Main Results and Discussion

Sample set and qualitative findings

• 409 submissions yielded 468 specimens (powders, filters, packaging).
• Heroin detected in 213 samples; cocaine in 166; combined heroin/cocaine in 61; one amphetamine positive; no novel psychoactive substances quantified, though fentanyl traces appeared in two packaging samples.
• Common adulterants: 63% of cocaine samples contained phenacetin; 25% also had levamisole; heroin samples showed acetaminophen, caffeine, opium alkaloids (noscapine, papaverine) and degradation markers (6-MAM, 6-AC).

Quantitative distribution

• Cocaine purity ranged 1–100 wt.% (median ~71 wt.%), aligning with national low-level distribution averages.
• Heroin content ranged 1–58 wt.% (median ~9 wt.%), significantly below seized-drug medians (~45 wt.%).
• Detected ropivacaine (19 wt.%) in one heroin sample upon additional calibration.
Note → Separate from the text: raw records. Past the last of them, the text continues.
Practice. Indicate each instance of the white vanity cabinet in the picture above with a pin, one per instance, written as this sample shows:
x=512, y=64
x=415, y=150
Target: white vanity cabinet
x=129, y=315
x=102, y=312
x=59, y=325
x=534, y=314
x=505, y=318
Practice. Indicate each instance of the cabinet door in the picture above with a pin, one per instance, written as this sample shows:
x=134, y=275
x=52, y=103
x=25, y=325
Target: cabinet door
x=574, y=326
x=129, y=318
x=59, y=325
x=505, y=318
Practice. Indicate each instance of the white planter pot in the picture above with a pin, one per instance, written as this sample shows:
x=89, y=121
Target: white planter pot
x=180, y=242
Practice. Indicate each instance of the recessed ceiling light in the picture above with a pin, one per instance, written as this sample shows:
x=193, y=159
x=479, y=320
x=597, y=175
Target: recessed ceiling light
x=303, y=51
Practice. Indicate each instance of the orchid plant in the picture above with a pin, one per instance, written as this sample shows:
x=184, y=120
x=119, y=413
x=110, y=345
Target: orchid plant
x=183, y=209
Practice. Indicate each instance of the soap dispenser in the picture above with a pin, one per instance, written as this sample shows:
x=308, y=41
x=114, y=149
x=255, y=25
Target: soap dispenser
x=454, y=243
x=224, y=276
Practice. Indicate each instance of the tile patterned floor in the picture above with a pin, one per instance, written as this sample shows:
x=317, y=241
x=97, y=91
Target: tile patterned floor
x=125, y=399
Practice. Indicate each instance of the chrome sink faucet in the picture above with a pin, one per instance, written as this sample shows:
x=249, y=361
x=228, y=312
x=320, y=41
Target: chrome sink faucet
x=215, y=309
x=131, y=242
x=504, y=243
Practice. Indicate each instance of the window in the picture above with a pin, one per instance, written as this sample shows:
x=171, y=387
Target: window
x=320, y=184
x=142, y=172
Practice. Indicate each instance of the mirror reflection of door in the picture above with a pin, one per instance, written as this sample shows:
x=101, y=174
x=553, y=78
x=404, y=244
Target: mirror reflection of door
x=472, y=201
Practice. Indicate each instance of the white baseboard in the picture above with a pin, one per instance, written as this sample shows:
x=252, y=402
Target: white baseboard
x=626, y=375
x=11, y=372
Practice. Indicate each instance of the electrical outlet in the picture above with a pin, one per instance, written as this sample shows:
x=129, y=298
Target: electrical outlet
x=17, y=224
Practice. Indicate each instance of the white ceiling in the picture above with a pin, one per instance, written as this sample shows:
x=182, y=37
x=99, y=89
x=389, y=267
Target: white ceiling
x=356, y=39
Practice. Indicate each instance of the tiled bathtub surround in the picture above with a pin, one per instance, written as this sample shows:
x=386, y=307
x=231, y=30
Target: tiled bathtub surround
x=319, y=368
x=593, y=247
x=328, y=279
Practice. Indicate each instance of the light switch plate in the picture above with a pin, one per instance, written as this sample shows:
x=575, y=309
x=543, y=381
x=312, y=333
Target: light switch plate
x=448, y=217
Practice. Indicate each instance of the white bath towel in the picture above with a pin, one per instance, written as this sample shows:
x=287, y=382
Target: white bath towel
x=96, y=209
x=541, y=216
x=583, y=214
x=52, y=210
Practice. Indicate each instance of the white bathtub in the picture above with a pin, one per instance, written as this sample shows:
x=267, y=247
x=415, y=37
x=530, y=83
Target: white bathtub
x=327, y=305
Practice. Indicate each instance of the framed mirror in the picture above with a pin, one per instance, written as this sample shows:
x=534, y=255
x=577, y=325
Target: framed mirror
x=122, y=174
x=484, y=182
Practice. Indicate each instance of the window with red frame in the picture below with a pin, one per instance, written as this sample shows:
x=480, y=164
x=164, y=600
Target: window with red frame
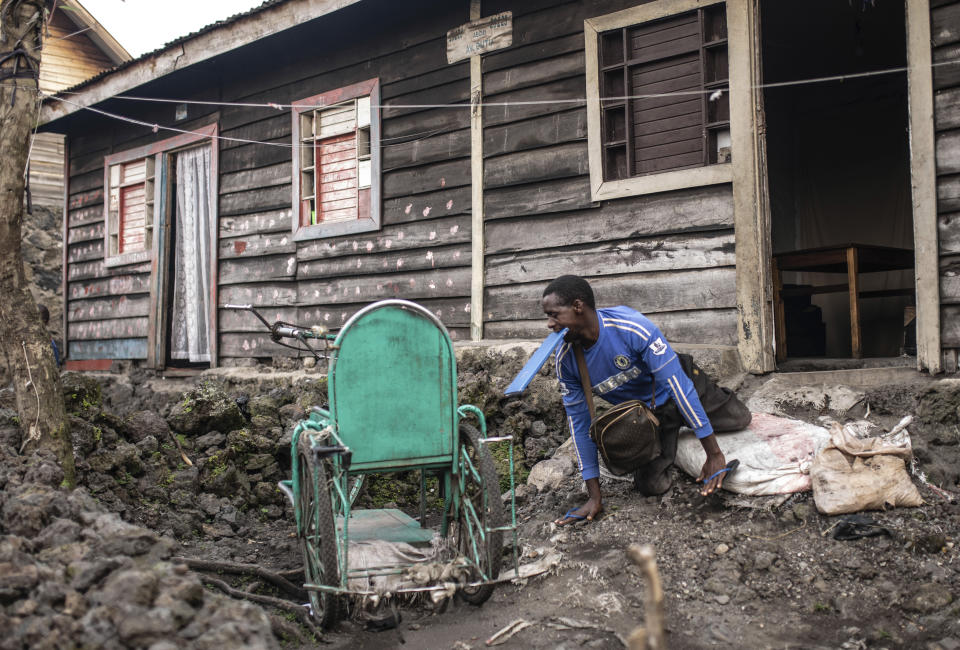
x=130, y=208
x=338, y=186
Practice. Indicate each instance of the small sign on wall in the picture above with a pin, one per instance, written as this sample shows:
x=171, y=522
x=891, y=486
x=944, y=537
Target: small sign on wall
x=480, y=36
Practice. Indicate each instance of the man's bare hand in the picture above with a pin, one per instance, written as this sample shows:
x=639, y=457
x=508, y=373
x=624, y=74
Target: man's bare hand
x=590, y=510
x=715, y=463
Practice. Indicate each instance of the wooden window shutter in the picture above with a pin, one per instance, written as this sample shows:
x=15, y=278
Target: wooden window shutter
x=658, y=111
x=337, y=178
x=668, y=130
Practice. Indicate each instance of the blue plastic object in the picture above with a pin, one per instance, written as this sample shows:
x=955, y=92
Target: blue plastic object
x=532, y=367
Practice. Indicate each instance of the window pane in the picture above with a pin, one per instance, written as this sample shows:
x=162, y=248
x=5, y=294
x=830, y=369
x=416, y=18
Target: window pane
x=134, y=172
x=337, y=178
x=611, y=47
x=132, y=219
x=363, y=112
x=337, y=121
x=715, y=23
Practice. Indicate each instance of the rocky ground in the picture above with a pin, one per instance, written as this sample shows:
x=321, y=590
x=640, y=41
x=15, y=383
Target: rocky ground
x=169, y=474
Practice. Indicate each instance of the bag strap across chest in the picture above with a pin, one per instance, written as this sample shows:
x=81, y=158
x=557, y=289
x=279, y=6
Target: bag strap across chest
x=587, y=388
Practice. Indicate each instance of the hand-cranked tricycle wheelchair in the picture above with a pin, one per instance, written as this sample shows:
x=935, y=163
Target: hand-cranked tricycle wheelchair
x=392, y=388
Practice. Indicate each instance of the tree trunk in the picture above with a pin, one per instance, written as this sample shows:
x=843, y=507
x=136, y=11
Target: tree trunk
x=23, y=337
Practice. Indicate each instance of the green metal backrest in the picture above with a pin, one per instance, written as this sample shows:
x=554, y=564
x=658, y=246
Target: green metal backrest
x=393, y=389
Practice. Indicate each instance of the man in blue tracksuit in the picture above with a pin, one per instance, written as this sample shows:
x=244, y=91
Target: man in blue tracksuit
x=628, y=358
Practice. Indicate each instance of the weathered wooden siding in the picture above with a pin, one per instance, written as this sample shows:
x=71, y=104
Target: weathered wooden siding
x=421, y=252
x=945, y=34
x=670, y=255
x=107, y=307
x=67, y=59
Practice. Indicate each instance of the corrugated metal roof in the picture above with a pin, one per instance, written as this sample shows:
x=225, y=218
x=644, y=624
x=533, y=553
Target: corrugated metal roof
x=182, y=39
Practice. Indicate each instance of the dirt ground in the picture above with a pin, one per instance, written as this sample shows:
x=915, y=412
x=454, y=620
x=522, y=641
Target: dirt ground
x=737, y=572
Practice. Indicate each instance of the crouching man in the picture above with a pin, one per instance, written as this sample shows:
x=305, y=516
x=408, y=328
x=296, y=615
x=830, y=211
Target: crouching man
x=628, y=358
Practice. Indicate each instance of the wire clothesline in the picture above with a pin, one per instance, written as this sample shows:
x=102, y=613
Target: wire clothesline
x=414, y=137
x=534, y=102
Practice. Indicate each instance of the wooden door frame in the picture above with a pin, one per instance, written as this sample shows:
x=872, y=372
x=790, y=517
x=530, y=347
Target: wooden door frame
x=923, y=184
x=751, y=196
x=157, y=318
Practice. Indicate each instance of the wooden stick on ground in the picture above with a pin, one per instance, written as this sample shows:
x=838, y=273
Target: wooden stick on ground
x=272, y=577
x=279, y=603
x=650, y=636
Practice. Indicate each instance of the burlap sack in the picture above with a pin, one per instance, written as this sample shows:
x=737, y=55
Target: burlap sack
x=852, y=474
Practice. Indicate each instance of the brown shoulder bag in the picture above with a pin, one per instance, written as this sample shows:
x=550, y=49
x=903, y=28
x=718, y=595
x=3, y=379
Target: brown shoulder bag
x=627, y=435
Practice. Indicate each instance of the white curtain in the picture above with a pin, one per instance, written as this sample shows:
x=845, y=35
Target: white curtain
x=190, y=318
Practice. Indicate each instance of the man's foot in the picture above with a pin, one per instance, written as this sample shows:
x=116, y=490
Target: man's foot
x=653, y=479
x=583, y=513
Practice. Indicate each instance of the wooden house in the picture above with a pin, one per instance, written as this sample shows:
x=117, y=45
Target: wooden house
x=696, y=159
x=75, y=48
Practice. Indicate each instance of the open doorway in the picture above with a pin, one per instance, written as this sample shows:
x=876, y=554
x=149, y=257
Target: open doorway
x=839, y=177
x=188, y=280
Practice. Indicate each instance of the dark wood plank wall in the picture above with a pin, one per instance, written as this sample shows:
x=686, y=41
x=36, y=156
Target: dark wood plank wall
x=670, y=255
x=945, y=35
x=421, y=252
x=107, y=307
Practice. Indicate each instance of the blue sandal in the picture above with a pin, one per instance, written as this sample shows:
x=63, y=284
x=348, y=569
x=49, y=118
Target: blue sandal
x=570, y=515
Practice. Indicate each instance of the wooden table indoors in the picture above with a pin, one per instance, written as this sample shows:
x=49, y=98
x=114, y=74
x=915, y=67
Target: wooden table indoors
x=852, y=259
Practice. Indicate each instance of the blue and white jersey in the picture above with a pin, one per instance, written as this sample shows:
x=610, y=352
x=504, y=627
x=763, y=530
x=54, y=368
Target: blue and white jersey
x=630, y=360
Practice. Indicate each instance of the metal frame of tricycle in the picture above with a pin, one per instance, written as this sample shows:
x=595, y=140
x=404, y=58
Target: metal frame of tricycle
x=323, y=435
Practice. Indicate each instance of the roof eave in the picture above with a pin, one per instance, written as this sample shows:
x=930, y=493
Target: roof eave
x=96, y=32
x=191, y=51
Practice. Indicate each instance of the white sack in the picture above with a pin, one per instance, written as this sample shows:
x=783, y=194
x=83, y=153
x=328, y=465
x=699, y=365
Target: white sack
x=853, y=474
x=775, y=455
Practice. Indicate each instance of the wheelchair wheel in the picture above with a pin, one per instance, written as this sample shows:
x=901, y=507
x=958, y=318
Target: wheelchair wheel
x=480, y=508
x=318, y=536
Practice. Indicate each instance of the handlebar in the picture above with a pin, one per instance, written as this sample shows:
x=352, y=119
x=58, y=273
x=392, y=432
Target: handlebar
x=281, y=330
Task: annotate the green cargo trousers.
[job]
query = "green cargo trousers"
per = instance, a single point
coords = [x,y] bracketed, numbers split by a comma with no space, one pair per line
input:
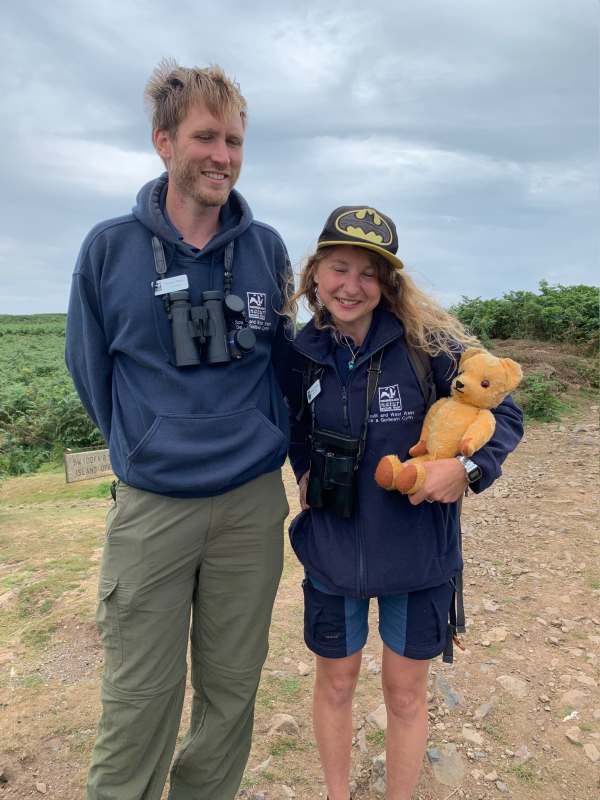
[217,560]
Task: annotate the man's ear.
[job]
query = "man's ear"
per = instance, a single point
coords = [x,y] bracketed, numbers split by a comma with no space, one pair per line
[162,144]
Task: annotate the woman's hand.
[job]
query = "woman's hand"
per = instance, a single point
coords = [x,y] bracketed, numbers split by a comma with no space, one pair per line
[302,485]
[446,482]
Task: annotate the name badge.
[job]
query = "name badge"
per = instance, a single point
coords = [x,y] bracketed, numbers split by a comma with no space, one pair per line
[313,391]
[175,284]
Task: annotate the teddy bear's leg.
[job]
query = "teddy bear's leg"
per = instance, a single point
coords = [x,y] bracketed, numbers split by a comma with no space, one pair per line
[387,470]
[411,477]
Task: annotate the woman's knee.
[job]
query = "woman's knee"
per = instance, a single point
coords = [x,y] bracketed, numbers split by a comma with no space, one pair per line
[405,703]
[335,683]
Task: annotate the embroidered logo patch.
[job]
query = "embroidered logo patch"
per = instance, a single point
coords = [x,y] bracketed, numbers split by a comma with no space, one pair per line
[257,305]
[389,398]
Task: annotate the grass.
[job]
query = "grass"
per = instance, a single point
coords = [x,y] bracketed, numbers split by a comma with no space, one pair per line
[284,744]
[376,738]
[525,773]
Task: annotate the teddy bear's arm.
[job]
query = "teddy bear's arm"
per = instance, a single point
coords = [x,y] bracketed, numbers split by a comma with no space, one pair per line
[479,432]
[420,448]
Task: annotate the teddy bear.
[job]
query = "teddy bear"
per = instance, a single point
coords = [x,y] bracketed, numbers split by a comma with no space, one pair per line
[459,424]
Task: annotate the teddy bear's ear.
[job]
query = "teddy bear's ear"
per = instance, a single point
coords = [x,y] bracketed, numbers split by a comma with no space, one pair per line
[469,353]
[514,373]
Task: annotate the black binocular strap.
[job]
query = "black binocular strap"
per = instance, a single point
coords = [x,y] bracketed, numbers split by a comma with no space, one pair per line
[228,268]
[160,263]
[372,380]
[312,371]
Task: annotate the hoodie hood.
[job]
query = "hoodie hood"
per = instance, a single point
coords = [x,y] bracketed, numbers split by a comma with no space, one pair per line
[235,217]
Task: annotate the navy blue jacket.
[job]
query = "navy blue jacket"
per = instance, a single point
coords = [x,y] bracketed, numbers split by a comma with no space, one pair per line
[191,431]
[388,546]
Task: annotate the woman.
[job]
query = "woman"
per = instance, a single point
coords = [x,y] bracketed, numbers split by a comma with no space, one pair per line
[355,540]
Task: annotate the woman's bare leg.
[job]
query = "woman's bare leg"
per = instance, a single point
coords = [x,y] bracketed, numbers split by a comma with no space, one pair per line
[335,682]
[404,682]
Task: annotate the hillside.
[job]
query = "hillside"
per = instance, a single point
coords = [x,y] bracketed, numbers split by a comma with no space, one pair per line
[517,715]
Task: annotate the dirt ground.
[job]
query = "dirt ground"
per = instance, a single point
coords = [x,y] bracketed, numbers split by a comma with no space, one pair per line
[518,714]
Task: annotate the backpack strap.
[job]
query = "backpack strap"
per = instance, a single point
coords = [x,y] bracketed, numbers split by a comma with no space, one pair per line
[421,364]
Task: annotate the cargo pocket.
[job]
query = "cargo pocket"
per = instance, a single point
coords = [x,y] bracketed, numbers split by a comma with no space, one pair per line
[107,621]
[324,622]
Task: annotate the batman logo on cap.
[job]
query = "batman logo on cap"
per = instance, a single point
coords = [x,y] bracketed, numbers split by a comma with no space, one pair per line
[366,224]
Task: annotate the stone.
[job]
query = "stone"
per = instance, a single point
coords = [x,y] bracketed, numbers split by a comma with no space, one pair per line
[515,686]
[484,709]
[262,767]
[591,752]
[378,718]
[284,724]
[361,740]
[471,735]
[586,680]
[574,734]
[451,698]
[490,605]
[446,764]
[574,698]
[374,668]
[379,775]
[523,754]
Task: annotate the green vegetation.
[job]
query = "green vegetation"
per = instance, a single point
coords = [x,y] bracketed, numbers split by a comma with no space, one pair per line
[557,313]
[536,396]
[376,738]
[40,413]
[524,773]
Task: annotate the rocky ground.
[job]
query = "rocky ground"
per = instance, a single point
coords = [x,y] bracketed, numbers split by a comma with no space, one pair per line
[517,715]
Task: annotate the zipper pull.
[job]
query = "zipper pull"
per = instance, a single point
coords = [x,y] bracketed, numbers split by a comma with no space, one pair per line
[345,407]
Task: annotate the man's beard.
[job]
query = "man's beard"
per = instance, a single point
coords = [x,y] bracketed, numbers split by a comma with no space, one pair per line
[186,175]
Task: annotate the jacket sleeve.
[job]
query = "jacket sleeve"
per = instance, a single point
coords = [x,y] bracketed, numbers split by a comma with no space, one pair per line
[86,350]
[508,432]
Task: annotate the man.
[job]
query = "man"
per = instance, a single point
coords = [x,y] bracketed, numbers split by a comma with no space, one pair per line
[184,391]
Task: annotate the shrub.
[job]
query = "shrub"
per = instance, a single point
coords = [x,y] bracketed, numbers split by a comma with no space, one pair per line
[536,396]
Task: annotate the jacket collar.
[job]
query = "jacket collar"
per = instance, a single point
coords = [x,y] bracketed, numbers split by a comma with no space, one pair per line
[318,344]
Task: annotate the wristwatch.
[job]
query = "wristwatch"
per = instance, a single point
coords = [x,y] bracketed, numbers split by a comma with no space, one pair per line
[472,471]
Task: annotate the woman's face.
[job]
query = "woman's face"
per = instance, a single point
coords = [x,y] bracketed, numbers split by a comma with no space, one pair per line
[349,288]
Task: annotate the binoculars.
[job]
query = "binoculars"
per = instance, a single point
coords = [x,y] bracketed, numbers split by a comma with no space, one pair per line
[215,331]
[333,461]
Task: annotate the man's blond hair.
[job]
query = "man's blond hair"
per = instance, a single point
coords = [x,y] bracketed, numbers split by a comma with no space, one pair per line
[173,89]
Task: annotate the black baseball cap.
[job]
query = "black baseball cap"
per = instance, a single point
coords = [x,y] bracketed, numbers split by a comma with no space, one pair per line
[362,226]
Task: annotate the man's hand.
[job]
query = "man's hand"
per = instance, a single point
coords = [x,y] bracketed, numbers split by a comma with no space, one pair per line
[446,481]
[302,485]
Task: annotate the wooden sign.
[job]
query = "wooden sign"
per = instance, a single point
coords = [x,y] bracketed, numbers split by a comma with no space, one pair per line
[86,464]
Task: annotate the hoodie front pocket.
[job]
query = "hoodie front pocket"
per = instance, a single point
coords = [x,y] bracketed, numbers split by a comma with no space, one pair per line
[204,453]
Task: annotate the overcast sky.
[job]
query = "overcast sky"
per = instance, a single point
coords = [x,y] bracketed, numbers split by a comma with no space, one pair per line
[473,124]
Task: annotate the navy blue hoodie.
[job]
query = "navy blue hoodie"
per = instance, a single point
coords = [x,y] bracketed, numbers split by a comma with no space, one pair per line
[184,432]
[388,546]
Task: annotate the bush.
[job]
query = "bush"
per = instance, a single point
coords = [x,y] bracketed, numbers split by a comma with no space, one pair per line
[536,396]
[40,412]
[557,313]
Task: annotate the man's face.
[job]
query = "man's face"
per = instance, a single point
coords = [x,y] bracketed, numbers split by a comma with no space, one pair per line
[204,158]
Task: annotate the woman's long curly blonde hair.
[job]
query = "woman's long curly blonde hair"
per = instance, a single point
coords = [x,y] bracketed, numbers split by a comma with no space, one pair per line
[426,324]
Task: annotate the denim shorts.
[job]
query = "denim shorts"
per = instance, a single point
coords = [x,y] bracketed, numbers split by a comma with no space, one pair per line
[414,625]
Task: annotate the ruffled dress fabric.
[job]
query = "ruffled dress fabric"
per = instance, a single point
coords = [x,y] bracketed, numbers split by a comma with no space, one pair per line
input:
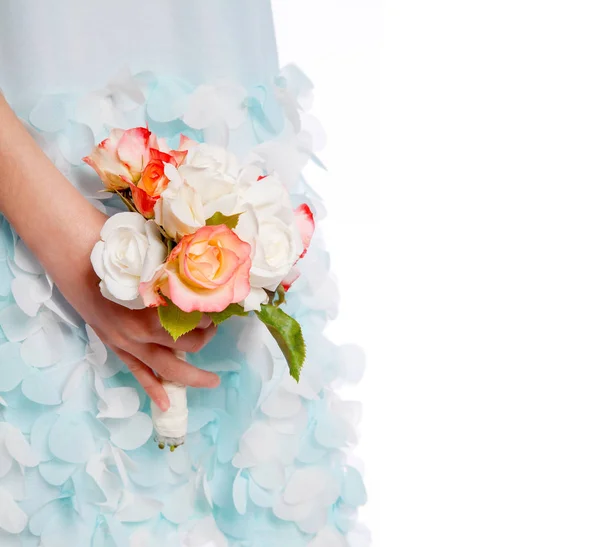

Detection limits and linearity

• Calibration curves for heroin, cocaine and coproducts showed R² > 0.99 across 1–120 wt.%. Semi-quantitative one-point calibration correlated strongly with full curves.
• Limits of detection spanned 1.25–200 ng/mL (0.05–0.5 wt.%), enabling identification of potent opioids at trace levels.

Benefits and Practical Applications of the Method

By combining LC-MSⁿ full-scan data with an extensive compound library, the Toxtyper workflow offers rapid, automated screening of diverse drug matrices. It delivers both qualitative profiles and semi-quantitative estimates of active ingredients and adulterants. This approach supports timely harm-reduction interventions in consumption rooms and can be extended to forensic screening of pills, powders, and novel psychoactive substances.

Future Trends and Potential Applications

Expanding the compound database to include newly emerging opioids and synthetic stimulants will enhance the method’s relevance. Further validation for forensic quantification could enable legal case support. Integration into mobile laboratories or near-real-time on-site devices may provide immediate risk assessments. Advanced data analytics and open-source reporting frameworks will facilitate broader adoption by harm-reduction services and regulatory bodies.

Conclusion

The Toxtyper™ 2.0 method proved effective for automated qualitative and semi-quantitative analysis of drugs in consumption-room specimens. It accurately characterized heroin and cocaine purity, identified common adulterants, and detected trace opioids. While not yet validated for precise legal quantification, the workflow offers a user-friendly, high-throughput screening tool to inform public health responses and monitor street-level drug composition.

References

[1] Peter R, Maljers L, Meyer M, Auwärter V, Kempf J. Automated semi-quantitative screening of drugs consumed in drug consumption rooms in Frankfurt, Germany using LC-ion trap-MS. Proceedings of the 66th ASMS Conference on Mass Spectrometry and Allied Topics; San Diego, CA, June 3–7, 2018; TP 169.